Getting Started

Warning

Big fat “unfinished” warning: structa is still very much incomplete at this time and there’s plenty of rough edges (like not showing CSV column titles).

If you run into unfinished stuff, do check the issues first as I may have a ticket for that already. If you run into genuinely “implemented but broken” stuff, please do file an issue; it’s these things I’m most interested in at this stage.

Getting the most out of structa is part science, part art. The science part is understanding how structa works and what knobs it has to twiddle. The art bit is figuring out what to twiddle them to!

Pre-requisites

You’ll need the following to start this tutorial:

  • A structa installation; see Installation for more information on this.

  • A Python 3 installation; given that structa requires this to run at all, if you’ve got structa installed, you’ve got this too. However, it’ll help enormously if Python is in your system’s “PATH” so that you can run python scripts at the command line.

  • Some basic command line knowledge. In particular, it’ll help if you’re familiar with shell redirection and piping (note: while that link is on askubuntu.com the contents are equally applicable to the vast majority of UNIX shells, and even to Windows’ cmd!)

Basic Usage

We’ll start with some basic data structures and see how structa handles them. The following Python script dumps a list of strings representing integers to stdout in JSON format:

str-nums.py
import sys
import json

json.dump([str(i) for i in range(1000)] * 3, sys.stdout)

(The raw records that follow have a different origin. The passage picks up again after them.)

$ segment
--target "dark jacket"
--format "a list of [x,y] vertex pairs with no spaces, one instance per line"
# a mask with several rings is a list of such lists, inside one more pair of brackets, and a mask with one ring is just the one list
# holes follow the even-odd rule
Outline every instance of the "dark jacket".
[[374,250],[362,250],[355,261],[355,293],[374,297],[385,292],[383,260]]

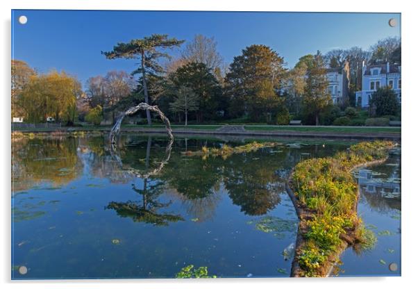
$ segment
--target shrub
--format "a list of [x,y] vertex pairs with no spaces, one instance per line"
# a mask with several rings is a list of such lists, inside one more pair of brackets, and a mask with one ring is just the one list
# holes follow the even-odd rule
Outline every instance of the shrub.
[[98,126],[102,119],[103,110],[101,106],[97,106],[92,108],[85,116],[85,120],[90,124]]
[[341,109],[338,106],[330,106],[325,111],[319,114],[319,120],[321,124],[331,125],[333,122],[339,117],[341,117]]
[[355,117],[358,115],[358,113],[357,113],[357,110],[351,106],[349,106],[348,108],[346,108],[345,109],[344,113],[345,113],[346,116],[347,116],[350,118]]
[[285,106],[282,106],[277,109],[271,117],[271,120],[267,123],[277,125],[287,125],[290,122],[290,115],[289,110]]
[[353,126],[361,126],[365,125],[365,119],[361,118],[354,118],[350,120],[350,125]]
[[389,125],[389,119],[383,117],[368,118],[365,122],[367,126],[386,126]]
[[319,275],[319,268],[336,252],[341,235],[346,232],[354,230],[359,250],[373,246],[376,238],[362,226],[356,212],[358,186],[351,170],[384,158],[392,145],[388,141],[360,142],[334,157],[311,158],[296,165],[292,176],[295,196],[313,213],[313,217],[301,220],[306,224],[306,242],[296,258],[305,276]]
[[387,119],[389,119],[389,120],[401,120],[401,118],[400,118],[400,117],[396,117],[396,116],[395,116],[395,115],[382,115],[382,117],[382,117],[382,118],[387,118]]
[[350,124],[350,119],[347,117],[337,117],[334,120],[333,124],[335,126],[348,126]]
[[394,115],[399,109],[398,97],[392,89],[388,87],[380,88],[371,95],[370,106],[376,110],[376,115]]

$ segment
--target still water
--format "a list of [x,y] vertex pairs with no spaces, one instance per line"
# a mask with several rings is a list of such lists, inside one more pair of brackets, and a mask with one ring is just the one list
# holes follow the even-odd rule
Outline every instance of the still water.
[[[353,142],[287,138],[224,158],[187,153],[254,140],[210,138],[177,137],[171,151],[158,135],[122,135],[113,151],[105,135],[14,141],[12,277],[173,278],[190,264],[218,277],[288,276],[298,224],[288,174]],[[394,151],[356,174],[358,211],[378,242],[347,249],[338,276],[400,274],[400,165]]]

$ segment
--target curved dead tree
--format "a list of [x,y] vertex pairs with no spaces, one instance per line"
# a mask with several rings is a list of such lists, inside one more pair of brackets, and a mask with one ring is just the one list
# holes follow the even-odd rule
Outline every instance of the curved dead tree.
[[135,113],[137,113],[138,110],[151,110],[151,111],[157,113],[158,114],[158,115],[160,115],[161,120],[162,120],[162,122],[165,124],[167,133],[169,136],[169,142],[165,148],[165,158],[164,158],[164,160],[162,160],[161,161],[161,163],[160,163],[160,165],[158,165],[158,167],[157,167],[152,171],[147,172],[147,173],[143,173],[143,172],[142,172],[137,170],[133,169],[133,168],[130,168],[130,169],[127,170],[127,171],[128,171],[129,172],[134,174],[135,176],[137,176],[138,178],[148,179],[151,176],[154,176],[154,175],[158,174],[161,171],[161,170],[162,170],[162,168],[164,167],[165,164],[167,164],[168,163],[169,160],[170,159],[170,156],[171,156],[172,147],[173,145],[173,142],[174,142],[174,137],[172,133],[172,127],[170,125],[170,121],[164,115],[164,113],[162,113],[162,112],[161,110],[160,110],[160,109],[158,108],[158,107],[157,106],[150,106],[148,104],[142,102],[140,104],[138,104],[137,106],[128,109],[125,113],[124,113],[122,115],[120,115],[119,117],[119,118],[116,121],[116,123],[112,128],[112,130],[110,131],[110,134],[109,135],[109,140],[110,142],[110,154],[112,154],[112,156],[119,163],[119,166],[121,167],[122,167],[123,164],[122,164],[122,158],[120,158],[120,156],[119,156],[119,154],[117,153],[117,145],[116,145],[116,137],[120,132],[120,127],[121,127],[122,121],[124,120],[124,118],[126,115],[133,115]]
[[170,142],[172,144],[173,142],[174,141],[174,137],[173,136],[173,132],[172,131],[170,121],[169,120],[168,118],[167,118],[167,117],[164,115],[164,113],[162,113],[162,112],[161,110],[160,110],[160,108],[158,108],[158,106],[150,106],[149,104],[146,104],[144,102],[141,102],[137,106],[133,106],[133,107],[128,109],[126,111],[125,111],[124,113],[122,113],[122,115],[120,115],[119,117],[119,118],[116,121],[116,123],[115,124],[115,125],[112,128],[112,130],[110,131],[110,134],[109,135],[110,144],[114,144],[116,143],[116,140],[115,139],[115,138],[120,132],[120,127],[122,124],[122,121],[124,120],[124,118],[126,115],[133,115],[133,114],[136,113],[138,110],[141,110],[153,111],[154,113],[157,113],[158,114],[158,115],[160,116],[160,118],[161,118],[161,120],[162,120],[162,122],[164,122],[164,124],[165,124],[165,128],[167,129],[167,133],[168,134],[169,138],[170,140]]

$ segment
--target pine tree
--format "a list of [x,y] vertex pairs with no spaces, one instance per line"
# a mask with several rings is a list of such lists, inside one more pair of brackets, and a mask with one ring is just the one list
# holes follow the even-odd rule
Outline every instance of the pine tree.
[[[150,104],[147,81],[149,78],[158,77],[163,72],[162,67],[158,63],[158,58],[166,58],[169,59],[167,53],[162,53],[160,50],[172,49],[179,47],[184,40],[178,40],[176,38],[168,38],[165,34],[153,34],[150,37],[142,39],[133,39],[128,43],[118,43],[113,47],[113,50],[102,53],[108,59],[127,58],[139,59],[140,67],[133,72],[133,74],[140,74],[140,81],[142,83],[142,90],[145,102]],[[148,124],[151,124],[151,113],[147,110],[147,119]]]
[[308,67],[307,76],[303,99],[303,110],[305,115],[313,116],[315,125],[319,125],[319,114],[331,104],[326,68],[319,51],[315,56],[312,67]]
[[187,115],[190,111],[199,110],[199,98],[190,88],[181,86],[176,92],[174,101],[170,104],[170,110],[182,113],[185,115],[185,125],[187,125]]

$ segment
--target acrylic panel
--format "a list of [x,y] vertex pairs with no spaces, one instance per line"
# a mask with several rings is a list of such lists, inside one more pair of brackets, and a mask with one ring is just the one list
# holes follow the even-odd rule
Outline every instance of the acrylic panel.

This produces output that looks (partially) like this:

["0", "1", "2", "3", "4", "5", "6", "7", "8", "9", "10", "11", "12", "13",
"14", "15", "16", "17", "18", "19", "20", "21", "22", "23", "24", "25",
"26", "27", "28", "29", "30", "31", "32", "33", "34", "35", "36", "37",
"38", "39", "40", "41", "42", "43", "44", "45", "46", "47", "48", "49",
"50", "51", "52", "53", "54", "55", "56", "57", "58", "59", "60", "61",
"62", "63", "64", "65", "66", "67", "68", "69", "70", "71", "72", "73",
"74", "75", "76", "77", "78", "79", "80", "81", "82", "83", "84", "85",
"86", "87", "88", "89", "90", "91", "92", "93", "94", "95", "96", "97",
"98", "99", "100", "101", "102", "103", "104", "105", "106", "107", "108",
"109", "110", "111", "112", "113", "114", "115", "116", "117", "118",
"119", "120", "121", "122", "123", "124", "125", "126", "127", "128",
"129", "130",
// lots more output...
]

We can capture the output in a file and pass this to structa:

$ python3 str-nums.py > str-nums.json
$ structa str-nums.json
[ str of int range=0..999 pattern="d" ]

Alternatively, we can pipe the output straight to structa:

$ python3 str-nums.py | structa
[ str of int range=0..999 pattern="d" ]

The output shows that the data contains a list (indicated by the square-brackets surrounding the output) of strings of integers (“str of int”), which have values between 0 and 999 (inclusive). The “pattern” at the end indicates that the strings are in decimal (“d”) form (structa would also recognize octal, “o”, and hexadecimal “x” forms of integers).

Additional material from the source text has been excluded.